/wikipedia-movie-data

JSON data on American movies scraped from wikipedia

Primary LanguageJavaScriptMIT LicenseMIT

Movie Data

JSON data on American movies scraped from Wikipedia.

movies.json contains a list of 1900-2018 movies from Wikipedia in convenient form: an array of objects, each representing a movie, with a title string, year integer, a cast array and a genres array -- each representing the text content of those respective columns in the Wikipedia tables:

[
  // ...
  {
    "title": "Avengers: Age of Ultron",
    "year": 2015,
    "cast": [
      "Robert Downey, Jr.",
      "Chris Evans",
      "Chris Hemsworth",
      "Mark Ruffalo"
    ],
    "genres": [
      "Action"
    ]
  },
  // ...
  {
    "title": "The Avengers",
    "year": 2012,
    "cast": [
      "Robert Downey, Jr.",
      "Chris Evans",
      "Mark Ruffalo",
      "Chris Hemsworth",
      "Scarlett Johansson",
      "Jeremy Renner",
      "Tom Hiddleston",
      "Clark Gregg",
      "Cobie Smulders",
      "Stellan Skarsgård",
      "Samuel L. Jackson"
    ],
    "genres": [
      "Superhero"
    ]
  },
  // ...
]

Motivation

I was frustrated at the lack of decent, public movie data APIs (IMDB doesn't offer an API, Netflix removed their API, Rotten Tomatoes' API requires an approval process, etc). The OMDb API probably has cleaner, better data, but you have to donate to get a static dump of their database (but they have a nice RESTful API service that's free). That said, Wikipedia has halfway decent data on American movies and it's not too much data to scrape and put in a static JSON file.

Genre Cleanup

This effort includes a good deal of work to clean up Wikipedia's messy & inconsistent genres, thanks to some initial work by @stacytao. You can view and edit the metadata that drives this cleanup in the files genres.json and genre-replacements.json.

Known Issues

With some of the older years (early 1900s) some of the data isn't populated, so there are a lot of null values.

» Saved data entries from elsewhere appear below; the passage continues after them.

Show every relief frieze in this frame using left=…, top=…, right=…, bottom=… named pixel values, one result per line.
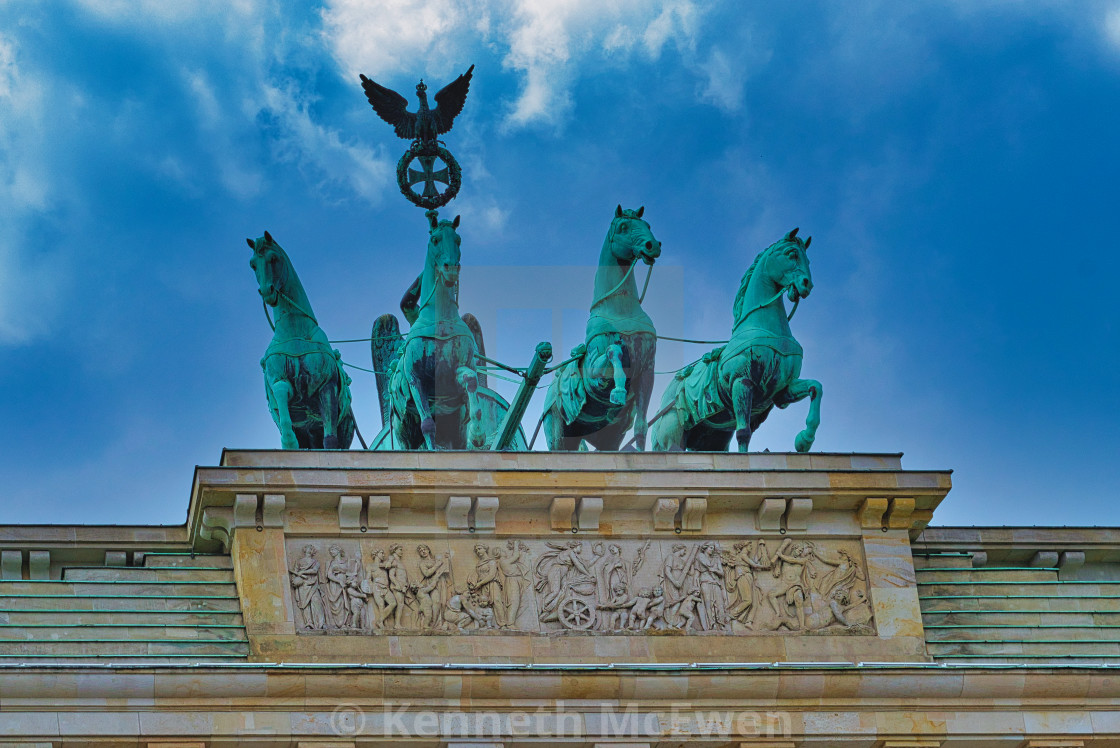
left=285, top=537, right=874, bottom=636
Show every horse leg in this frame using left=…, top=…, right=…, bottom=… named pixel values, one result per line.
left=629, top=361, right=655, bottom=451
left=456, top=367, right=486, bottom=449
left=782, top=378, right=823, bottom=453
left=408, top=374, right=435, bottom=450
left=319, top=382, right=339, bottom=450
left=605, top=343, right=627, bottom=405
left=732, top=378, right=754, bottom=453
left=271, top=381, right=300, bottom=450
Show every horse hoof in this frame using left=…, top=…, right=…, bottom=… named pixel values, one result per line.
left=323, top=434, right=339, bottom=450
left=421, top=417, right=436, bottom=435
left=794, top=430, right=815, bottom=453
left=609, top=387, right=626, bottom=405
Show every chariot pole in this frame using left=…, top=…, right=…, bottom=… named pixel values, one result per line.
left=491, top=342, right=553, bottom=450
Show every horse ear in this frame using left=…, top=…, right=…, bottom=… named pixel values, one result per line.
left=426, top=210, right=439, bottom=229
left=246, top=238, right=255, bottom=249
left=264, top=230, right=273, bottom=243
left=615, top=204, right=623, bottom=218
left=452, top=214, right=460, bottom=228
left=636, top=206, right=644, bottom=218
left=804, top=236, right=811, bottom=249
left=787, top=227, right=799, bottom=240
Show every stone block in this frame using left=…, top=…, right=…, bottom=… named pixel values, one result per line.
left=1030, top=551, right=1059, bottom=568
left=337, top=495, right=362, bottom=531
left=234, top=494, right=258, bottom=527
left=859, top=498, right=888, bottom=529
left=680, top=497, right=706, bottom=531
left=261, top=494, right=285, bottom=527
left=368, top=495, right=390, bottom=529
left=885, top=497, right=915, bottom=529
left=1, top=550, right=21, bottom=580
left=446, top=496, right=471, bottom=530
left=1059, top=551, right=1086, bottom=580
left=104, top=551, right=127, bottom=566
left=550, top=497, right=576, bottom=531
left=786, top=497, right=812, bottom=531
left=577, top=497, right=603, bottom=531
left=757, top=498, right=785, bottom=531
left=651, top=498, right=679, bottom=531
left=971, top=551, right=988, bottom=568
left=27, top=551, right=48, bottom=580
left=474, top=496, right=499, bottom=531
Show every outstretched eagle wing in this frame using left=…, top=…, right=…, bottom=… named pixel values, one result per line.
left=430, top=64, right=474, bottom=135
left=359, top=74, right=416, bottom=140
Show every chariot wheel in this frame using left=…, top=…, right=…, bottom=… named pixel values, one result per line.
left=559, top=597, right=595, bottom=630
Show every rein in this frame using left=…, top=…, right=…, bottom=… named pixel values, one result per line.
left=260, top=287, right=319, bottom=332
left=590, top=257, right=638, bottom=309
left=736, top=284, right=799, bottom=328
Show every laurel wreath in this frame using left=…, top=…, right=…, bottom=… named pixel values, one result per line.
left=396, top=142, right=462, bottom=210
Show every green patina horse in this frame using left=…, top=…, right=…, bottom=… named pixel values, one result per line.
left=650, top=228, right=821, bottom=453
left=373, top=210, right=489, bottom=450
left=542, top=206, right=661, bottom=451
left=248, top=231, right=355, bottom=450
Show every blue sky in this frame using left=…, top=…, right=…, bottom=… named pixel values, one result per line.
left=1, top=0, right=1118, bottom=527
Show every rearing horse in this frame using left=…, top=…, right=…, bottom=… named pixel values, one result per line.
left=650, top=228, right=821, bottom=452
left=248, top=231, right=355, bottom=450
left=386, top=210, right=486, bottom=450
left=543, top=206, right=661, bottom=450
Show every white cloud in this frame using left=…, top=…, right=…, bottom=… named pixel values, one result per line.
left=321, top=0, right=476, bottom=81
left=321, top=0, right=714, bottom=130
left=696, top=48, right=744, bottom=112
left=259, top=81, right=392, bottom=205
left=0, top=33, right=69, bottom=345
left=1107, top=6, right=1120, bottom=49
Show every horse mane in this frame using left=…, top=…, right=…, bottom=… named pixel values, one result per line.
left=732, top=243, right=774, bottom=320
left=731, top=236, right=801, bottom=320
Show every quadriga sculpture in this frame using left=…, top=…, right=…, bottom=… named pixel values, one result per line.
left=370, top=210, right=491, bottom=449
left=248, top=231, right=356, bottom=449
left=542, top=206, right=661, bottom=450
left=650, top=228, right=821, bottom=452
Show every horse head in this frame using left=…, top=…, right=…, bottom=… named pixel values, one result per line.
left=425, top=209, right=462, bottom=289
left=247, top=230, right=287, bottom=307
left=768, top=227, right=813, bottom=302
left=609, top=205, right=661, bottom=266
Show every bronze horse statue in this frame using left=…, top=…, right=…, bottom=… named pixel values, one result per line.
left=371, top=210, right=488, bottom=450
left=542, top=206, right=662, bottom=450
left=650, top=228, right=821, bottom=452
left=248, top=231, right=355, bottom=449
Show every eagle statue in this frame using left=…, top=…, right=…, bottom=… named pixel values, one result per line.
left=359, top=65, right=475, bottom=145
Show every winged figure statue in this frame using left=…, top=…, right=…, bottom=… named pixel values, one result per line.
left=360, top=65, right=475, bottom=145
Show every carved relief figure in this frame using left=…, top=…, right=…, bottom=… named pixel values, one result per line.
left=495, top=540, right=531, bottom=629
left=367, top=548, right=392, bottom=629
left=535, top=540, right=593, bottom=622
left=345, top=571, right=370, bottom=629
left=288, top=544, right=327, bottom=631
left=380, top=544, right=410, bottom=629
left=415, top=544, right=452, bottom=630
left=724, top=541, right=756, bottom=628
left=765, top=540, right=815, bottom=631
left=694, top=541, right=730, bottom=631
left=466, top=543, right=503, bottom=624
left=325, top=544, right=353, bottom=628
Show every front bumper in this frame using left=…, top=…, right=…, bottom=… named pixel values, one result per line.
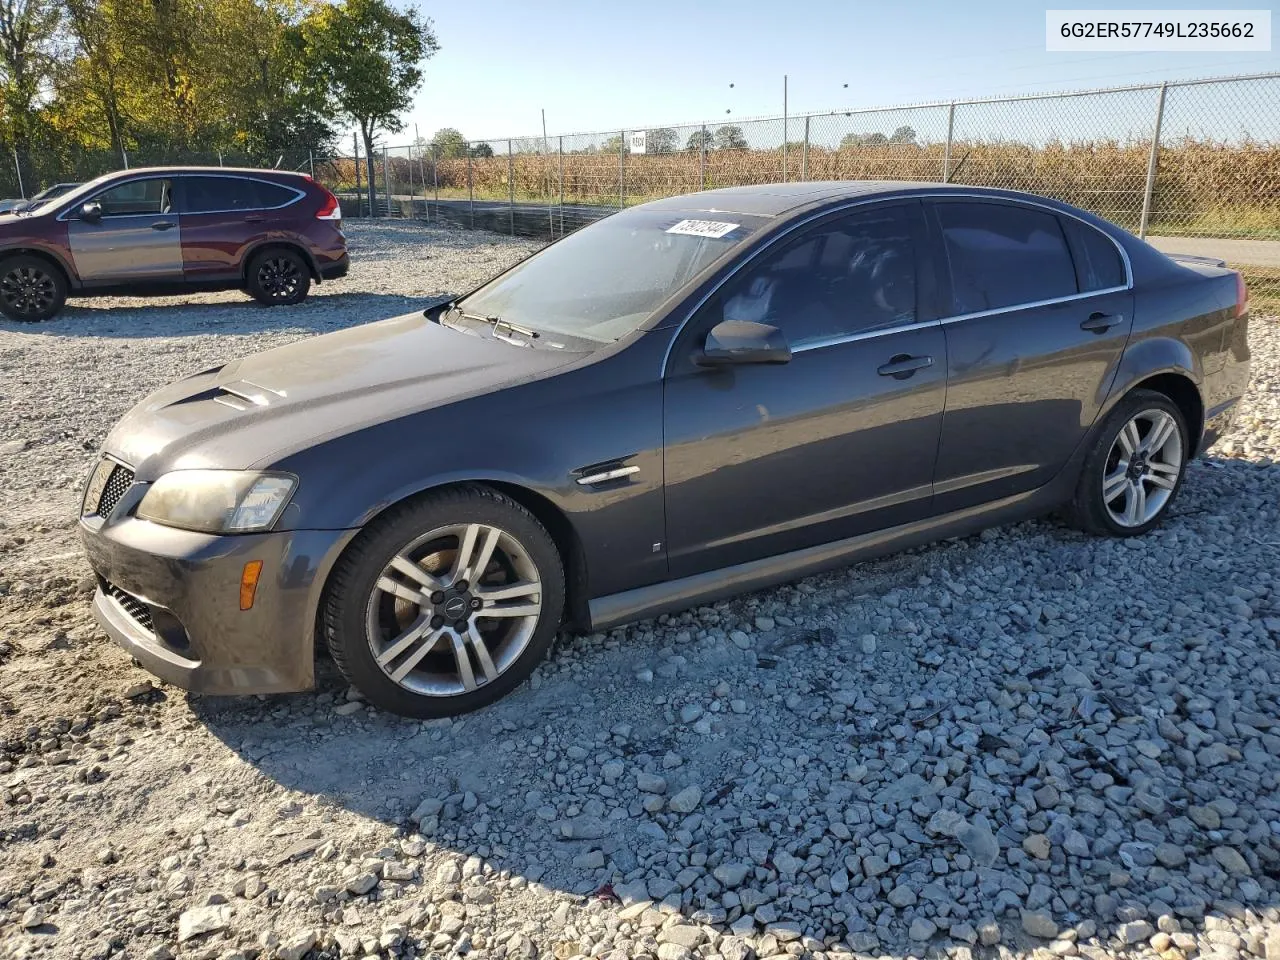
left=80, top=513, right=356, bottom=695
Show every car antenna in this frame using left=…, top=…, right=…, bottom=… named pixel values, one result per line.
left=274, top=155, right=284, bottom=169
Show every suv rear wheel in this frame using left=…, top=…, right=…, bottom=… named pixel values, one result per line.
left=246, top=248, right=311, bottom=306
left=0, top=255, right=67, bottom=322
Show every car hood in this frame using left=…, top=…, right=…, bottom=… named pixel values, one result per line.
left=105, top=311, right=586, bottom=476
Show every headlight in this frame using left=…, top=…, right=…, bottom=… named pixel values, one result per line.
left=136, top=471, right=297, bottom=534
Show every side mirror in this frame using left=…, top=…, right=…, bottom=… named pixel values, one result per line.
left=79, top=200, right=103, bottom=223
left=697, top=320, right=791, bottom=366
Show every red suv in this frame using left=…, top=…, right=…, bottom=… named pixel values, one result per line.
left=0, top=167, right=348, bottom=321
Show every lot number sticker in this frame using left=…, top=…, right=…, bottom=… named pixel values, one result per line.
left=666, top=219, right=740, bottom=239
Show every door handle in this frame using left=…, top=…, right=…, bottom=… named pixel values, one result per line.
left=151, top=221, right=176, bottom=231
left=877, top=354, right=933, bottom=379
left=1081, top=312, right=1123, bottom=333
left=244, top=215, right=264, bottom=223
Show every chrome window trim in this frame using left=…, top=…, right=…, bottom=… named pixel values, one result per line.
left=938, top=284, right=1130, bottom=325
left=659, top=189, right=1134, bottom=377
left=57, top=172, right=305, bottom=222
left=791, top=318, right=941, bottom=353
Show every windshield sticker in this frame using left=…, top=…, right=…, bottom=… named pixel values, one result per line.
left=666, top=219, right=740, bottom=239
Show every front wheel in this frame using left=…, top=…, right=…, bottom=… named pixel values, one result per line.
left=1067, top=389, right=1189, bottom=537
left=0, top=255, right=67, bottom=322
left=246, top=248, right=311, bottom=306
left=322, top=485, right=566, bottom=718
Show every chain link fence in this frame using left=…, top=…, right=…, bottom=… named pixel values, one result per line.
left=304, top=72, right=1280, bottom=306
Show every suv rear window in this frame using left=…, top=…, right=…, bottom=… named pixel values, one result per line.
left=935, top=201, right=1077, bottom=314
left=183, top=176, right=298, bottom=214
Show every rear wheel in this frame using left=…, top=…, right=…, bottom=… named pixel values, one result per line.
left=322, top=485, right=565, bottom=718
left=246, top=248, right=311, bottom=306
left=0, top=255, right=67, bottom=322
left=1067, top=390, right=1188, bottom=537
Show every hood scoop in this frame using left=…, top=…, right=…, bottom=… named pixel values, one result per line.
left=172, top=379, right=287, bottom=412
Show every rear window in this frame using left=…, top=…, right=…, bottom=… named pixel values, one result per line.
left=1065, top=218, right=1127, bottom=292
left=184, top=176, right=299, bottom=213
left=936, top=201, right=1078, bottom=314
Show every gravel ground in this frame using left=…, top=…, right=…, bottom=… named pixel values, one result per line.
left=1, top=220, right=1279, bottom=960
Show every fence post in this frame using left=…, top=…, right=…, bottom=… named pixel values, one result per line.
left=557, top=136, right=564, bottom=237
left=353, top=132, right=362, bottom=217
left=802, top=117, right=809, bottom=181
left=414, top=145, right=426, bottom=222
left=1139, top=82, right=1168, bottom=239
left=383, top=146, right=392, bottom=218
left=120, top=144, right=129, bottom=169
left=11, top=149, right=23, bottom=198
left=699, top=124, right=707, bottom=190
left=432, top=145, right=439, bottom=216
left=308, top=150, right=315, bottom=179
left=468, top=147, right=474, bottom=230
left=943, top=102, right=956, bottom=183
left=507, top=139, right=515, bottom=236
left=618, top=130, right=625, bottom=210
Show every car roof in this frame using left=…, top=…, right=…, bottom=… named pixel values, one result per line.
left=98, top=166, right=309, bottom=179
left=636, top=180, right=1091, bottom=219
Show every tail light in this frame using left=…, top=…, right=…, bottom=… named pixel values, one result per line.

Note that there may be errors in the Wikipedia's data. For instance in 2016 I noticed that one film is duplicated (perhaps because the release date changed). If you write a script that detects or removes duplicates, please let me know.

One particularly striking absence is "Star Wars: The Force Awakens". There is a long chunk of notes about it in the 2015 List but the film itself isn't listed in the December section of the table.

Scraping Wikipedia and adding to the JSON file

If you would like to re-run the scraping routine, it is contained in index.js and can be run via npm start after loading the dependencies via npm install. Towards the top of the file you'll see a loop that sets which years to scrape data for, this can be adjusted to a smaller set of years in order to more quickly test particular data points or to restrict the data collected.